It is through Christ that all of us, Jews and Gentiles, are able to come in the one Spirit into the presence of the Father. Who remembers the kaleidoscope? That Victorian era, optical device that you looked in one end and turned the other end around. Doing so you would see the most amazing shapes and colours brought about by mirrors inside and what appeared to be stained glass shapes. I recall as a young boy, being enthralled by this device, seeing the colours and shapes appear in a way you would not normally see.

 In Mark 8:22-25 we read about a blind man in Bethsaida, who was cured by being touched twice by Jesus. After being touched the first time the man thought people looked like trees, then after being touched the second time the man’s vision was totally restored. While we may have our eyesight, Jesus and his teachings can make us view life in different ways, as though being viewed with different eyes. And yes we sometimes need to be touched twice. But by his grace, Jesus restores our eyesight, we can see things through a different lens, seeing life differently, from a different perspective and indeed, seeing more colours in life, that we mightn’t have before- a little bit like looking through a kaleidoscope.

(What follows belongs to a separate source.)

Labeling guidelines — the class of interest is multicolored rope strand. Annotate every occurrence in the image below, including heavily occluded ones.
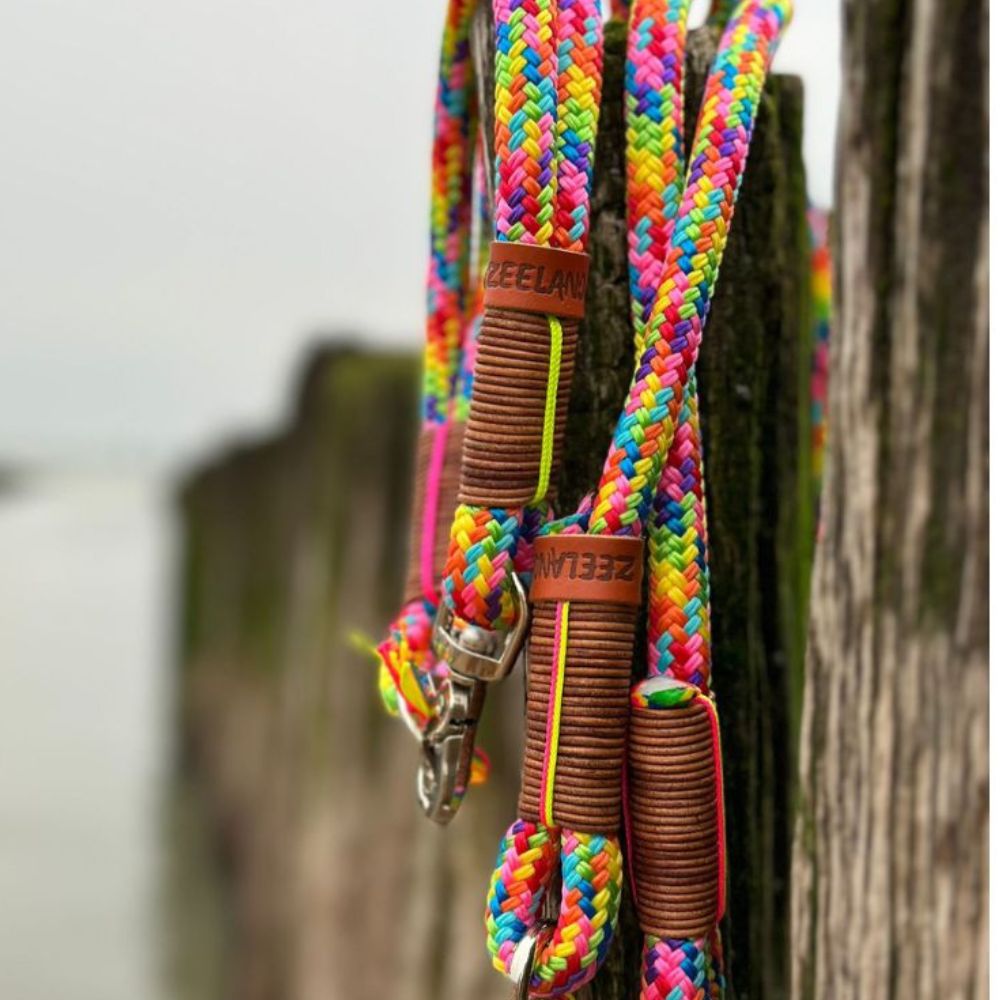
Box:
[478,0,622,996]
[377,0,485,752]
[616,0,790,1000]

Unfortunately there is no audio recording of this sermon. You can read the full text.

 

Ephesians 2:11-22

11 Therefore, remember that formerly you who are Gentiles by birth and called ‘uncircumcised’ by those who call themselves ‘the circumcision’ (which is done in the body by human hands) – 12 remember that at that time you were separate from Christ, excluded from citizenship in Israel and foreigners to the covenants of the promise, without hope and without God in the world. 13 But now in Christ Jesus you who once were far away have been brought near by the blood of Christ. 14 For he himself is our peace, who has made the two groups one and has destroyed the barrier, the dividing wall of hostility, 15 by setting aside in his flesh the law with its commands and regulations. His purpose was to create in himself one new humanity out of the two, thus making peace, 16 and in one body to reconcile both of them to God through the cross, by which he put to death their hostility. 17 He came and preached peace to you who were far away and peace to those who were near. 18 For through him we both have access to the Father by one Spirit. 19 Consequently, you are no longer foreigners and strangers, but fellow citizens with God’s people and also members of his household, 20 built on the foundation of the apostles and prophets, with Christ Jesus himself as the chief cornerstone. 21 In him the whole building is joined together and rises to become a holy temple in the Lord. 22 And in him you too are being built together to become a dwelling in which God lives by his Spirit.